Progressive Group Holds Congressional Candidate Town Hall Meeting in Spokane
Congressional members are back in their districts this week, reconnecting with voters. Today (Wednesday), for example, Eastern Washington Congresswoman Cathy McMorris Rodgers visited Spokane Community College and Gonzaga.
One place she was not was at a town hall meeting organized for congressional candidates by the progressive group Fuse Washington.
As people filed into Riverside Place in downtown Spokane on Tuesday evening, the event’s lead organizer, Jim Dawson, invited them to interact with him using one of the new tools for political organizing.
“Throughout this event you’re going to be invited to get involved in campaigns by texting words to the same number, 30644," Dawson said. "So if you haven’t already signed in, please do so now, following the instructions up there on the screen. And if you have any trouble signing in, ask a young person,” drawing laughs.
By the time the program began, the auditorium was mostly filled. Dawson noted the growing national interest in Washington’s Fifth District Congressional race. And he announced his group is organizing two other town hall meetings, March 29 in Pullman and May 2 in Walla Walla. But it was having trouble getting candidates to attend. He said all who had declared their candidacy were invited. Eric Agnew, an independent, accepted but then suspended his campaign a few weeks ago. One of the two Republicans in the race, Jared Bonneau, wasn’t there. As for the second Republican in the race….
“So despite every town hall being scheduled during a congressional recess, when our representative is supposed to be in the district, and despite the months of notice, Representative McMorris Rodgers has declined to attend all three of these town halls,” Dawson said, prompting boos and shouts of "No!"
To encourage McMorris Rodgers to attend, Fuse Washington volunteers passed out postcards with a pre-written message urging the congresswoman to commit to the other forums. All they had to do was fill in their names and addresses and turn in the cards.
That meant the fourth candidate had the forum to herself and that seemed to be just fine with the crowd.
“Please join me in welcoming Lisa Brown," said forum co-organizer Autumn Reed.

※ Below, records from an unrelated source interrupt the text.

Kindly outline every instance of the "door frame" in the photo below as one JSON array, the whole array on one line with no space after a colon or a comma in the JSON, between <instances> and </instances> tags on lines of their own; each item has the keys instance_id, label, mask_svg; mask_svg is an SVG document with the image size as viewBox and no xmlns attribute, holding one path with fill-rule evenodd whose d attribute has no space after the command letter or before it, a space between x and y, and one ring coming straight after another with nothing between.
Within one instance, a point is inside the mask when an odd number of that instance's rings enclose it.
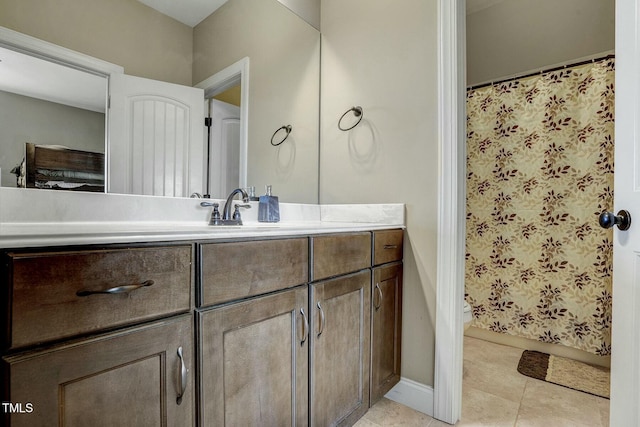
<instances>
[{"instance_id":1,"label":"door frame","mask_svg":"<svg viewBox=\"0 0 640 427\"><path fill-rule=\"evenodd\" d=\"M624 55L625 71L637 75L640 70L638 46L640 36L640 10L636 0L616 1L616 39L632 39L624 48L616 42L616 59ZM462 410L462 341L464 299L464 245L465 245L465 0L438 0L438 131L439 131L439 195L438 195L438 275L436 296L436 344L434 371L434 417L454 424ZM621 55L622 54L622 55ZM617 61L619 62L619 61ZM616 74L618 71L616 71ZM634 80L635 81L635 80ZM617 85L617 84L616 84ZM637 85L635 85L637 86ZM616 87L618 89L618 87ZM637 87L632 88L637 93ZM635 100L634 111L640 111ZM616 106L618 101L616 100ZM637 117L637 116L636 116ZM635 134L638 119L632 119ZM621 133L616 123L616 134ZM614 289L616 286L614 278ZM628 284L627 284L628 285ZM640 300L640 299L639 299ZM617 300L614 299L614 304ZM637 360L640 346L633 329L623 324L633 315L634 305L621 301L613 310L614 340L625 342L635 355L625 359ZM633 316L632 316L633 317ZM615 333L619 335L616 337ZM624 349L622 349L624 351ZM612 359L613 362L618 358ZM640 419L636 403L640 400L640 385L631 384L625 390L628 374L612 369L612 419L616 423L632 423ZM619 399L619 397L621 399ZM613 425L613 424L612 424ZM629 424L631 425L631 424Z\"/></svg>"},{"instance_id":2,"label":"door frame","mask_svg":"<svg viewBox=\"0 0 640 427\"><path fill-rule=\"evenodd\" d=\"M211 98L240 83L240 166L239 187L247 186L247 158L249 154L249 57L229 65L204 79L194 87L204 89L204 97Z\"/></svg>"},{"instance_id":3,"label":"door frame","mask_svg":"<svg viewBox=\"0 0 640 427\"><path fill-rule=\"evenodd\" d=\"M462 413L466 124L465 0L438 0L438 248L433 416Z\"/></svg>"}]
</instances>

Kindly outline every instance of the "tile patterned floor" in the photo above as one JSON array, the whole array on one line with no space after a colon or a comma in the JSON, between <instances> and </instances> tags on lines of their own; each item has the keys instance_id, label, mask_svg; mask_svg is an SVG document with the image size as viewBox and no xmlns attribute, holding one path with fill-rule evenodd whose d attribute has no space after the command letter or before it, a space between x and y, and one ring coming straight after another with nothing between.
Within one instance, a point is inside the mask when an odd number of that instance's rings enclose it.
<instances>
[{"instance_id":1,"label":"tile patterned floor","mask_svg":"<svg viewBox=\"0 0 640 427\"><path fill-rule=\"evenodd\" d=\"M516 370L522 350L464 338L462 419L456 427L608 427L609 400L544 381ZM382 399L357 427L446 427Z\"/></svg>"}]
</instances>

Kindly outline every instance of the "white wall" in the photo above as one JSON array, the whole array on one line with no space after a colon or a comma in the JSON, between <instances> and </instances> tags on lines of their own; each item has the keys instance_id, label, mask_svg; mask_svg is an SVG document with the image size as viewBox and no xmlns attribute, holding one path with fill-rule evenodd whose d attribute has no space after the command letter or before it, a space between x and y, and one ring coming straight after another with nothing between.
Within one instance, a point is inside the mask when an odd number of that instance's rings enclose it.
<instances>
[{"instance_id":1,"label":"white wall","mask_svg":"<svg viewBox=\"0 0 640 427\"><path fill-rule=\"evenodd\" d=\"M467 84L613 50L614 13L614 0L505 0L471 13Z\"/></svg>"},{"instance_id":2,"label":"white wall","mask_svg":"<svg viewBox=\"0 0 640 427\"><path fill-rule=\"evenodd\" d=\"M437 2L322 0L321 32L320 203L406 204L402 375L433 385Z\"/></svg>"}]
</instances>

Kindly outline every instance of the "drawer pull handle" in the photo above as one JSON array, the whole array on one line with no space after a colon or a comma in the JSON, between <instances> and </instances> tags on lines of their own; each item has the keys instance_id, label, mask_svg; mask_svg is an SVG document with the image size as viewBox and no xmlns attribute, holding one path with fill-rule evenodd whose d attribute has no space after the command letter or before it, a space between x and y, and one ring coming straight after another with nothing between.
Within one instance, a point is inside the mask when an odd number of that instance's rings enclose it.
<instances>
[{"instance_id":1,"label":"drawer pull handle","mask_svg":"<svg viewBox=\"0 0 640 427\"><path fill-rule=\"evenodd\" d=\"M398 249L398 245L384 245L384 249Z\"/></svg>"},{"instance_id":2,"label":"drawer pull handle","mask_svg":"<svg viewBox=\"0 0 640 427\"><path fill-rule=\"evenodd\" d=\"M318 331L318 338L320 338L320 335L322 335L322 332L324 332L324 321L325 321L324 310L320 306L320 301L318 301L318 310L320 310L320 330Z\"/></svg>"},{"instance_id":3,"label":"drawer pull handle","mask_svg":"<svg viewBox=\"0 0 640 427\"><path fill-rule=\"evenodd\" d=\"M378 304L376 305L376 303L373 303L373 306L375 307L376 310L380 309L380 306L382 305L382 289L380 289L380 284L376 283L376 291L378 291Z\"/></svg>"},{"instance_id":4,"label":"drawer pull handle","mask_svg":"<svg viewBox=\"0 0 640 427\"><path fill-rule=\"evenodd\" d=\"M187 391L187 379L189 378L187 376L189 370L184 364L184 357L182 356L182 346L178 347L178 358L180 359L180 394L176 398L176 403L179 405L182 403L182 396Z\"/></svg>"},{"instance_id":5,"label":"drawer pull handle","mask_svg":"<svg viewBox=\"0 0 640 427\"><path fill-rule=\"evenodd\" d=\"M105 289L103 291L78 291L76 292L76 295L79 297L87 297L89 295L95 294L127 294L129 292L135 291L136 289L144 288L145 286L151 286L153 285L153 283L153 280L146 280L136 285L116 286L114 288Z\"/></svg>"},{"instance_id":6,"label":"drawer pull handle","mask_svg":"<svg viewBox=\"0 0 640 427\"><path fill-rule=\"evenodd\" d=\"M303 308L300 309L300 314L302 314L302 319L304 320L302 323L302 341L300 341L300 345L303 346L309 336L309 320L307 320L307 315L304 314Z\"/></svg>"}]
</instances>

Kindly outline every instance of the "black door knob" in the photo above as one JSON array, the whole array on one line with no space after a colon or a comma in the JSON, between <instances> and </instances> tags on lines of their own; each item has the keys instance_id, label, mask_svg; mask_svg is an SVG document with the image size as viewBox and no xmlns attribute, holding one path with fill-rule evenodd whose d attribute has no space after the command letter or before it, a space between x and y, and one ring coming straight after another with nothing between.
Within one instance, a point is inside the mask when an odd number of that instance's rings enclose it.
<instances>
[{"instance_id":1,"label":"black door knob","mask_svg":"<svg viewBox=\"0 0 640 427\"><path fill-rule=\"evenodd\" d=\"M631 227L631 214L624 209L618 212L618 215L614 215L613 212L602 212L598 217L598 223L602 228L611 228L617 225L622 231L628 230Z\"/></svg>"}]
</instances>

The crowd enthusiastically applauded.
Brown has been a college professor, an influential elected official at the state level and the chancellor of Washington State University’s Spokane campus. But in her introduction, she went way back and talked about how her political beliefs were formed.
“I was shaped by those experiences, the experiences of the movements that made social change during the time I was in high school and college. From the civil rights movement to the women’s movement through the first wave of the ecology movement, as it was called, the anti-nuclear war movement. I was shaped by that,” Brown said.
And then she made her case for why voters should elect her.
“I’m running for Congress to bring the voices and the interests of eastern Washington, rural and urban, people of all abilities and backgrounds, of all religious faith traditions, to the other Washington, not to bring talking points written in the other Washington and deliver them here,” Brown said to applause.
Several speakers were chosen to ask Brown questions about selected issues, including affordable housing, climate change and violence against Native women. One speaker, Lewis and Clark High School student Scyla Dowd, went to the mike to share her views about the latest school shooting in Florida.
“I know that later that week, I don’t know if any of you are familiar when you blow up one of those brown paper bags and you pop it really loud," Dowd said. "It used to get like super laughs, but I was walking on the bridge between schools and everybody just parted, almost like the Red Sea, just to each side. And we all just looked at each other. And it was really scary because, you know, it could happen.
"When you see students you go to school with every day react in the same way you do, that we’re all absolutely terrified that it might happen and we walk into school every day knowing this could be the last time,” she said.
Fuse Washington says it’s working this year on reforming Washington’s tax system. It also supports efforts to gather signatures for a climate change initiative and to win support for Initiative 940, which may appear on the November ballot. Its organizers say the measure is aimed at de-escalating violence encounters between police and suspects.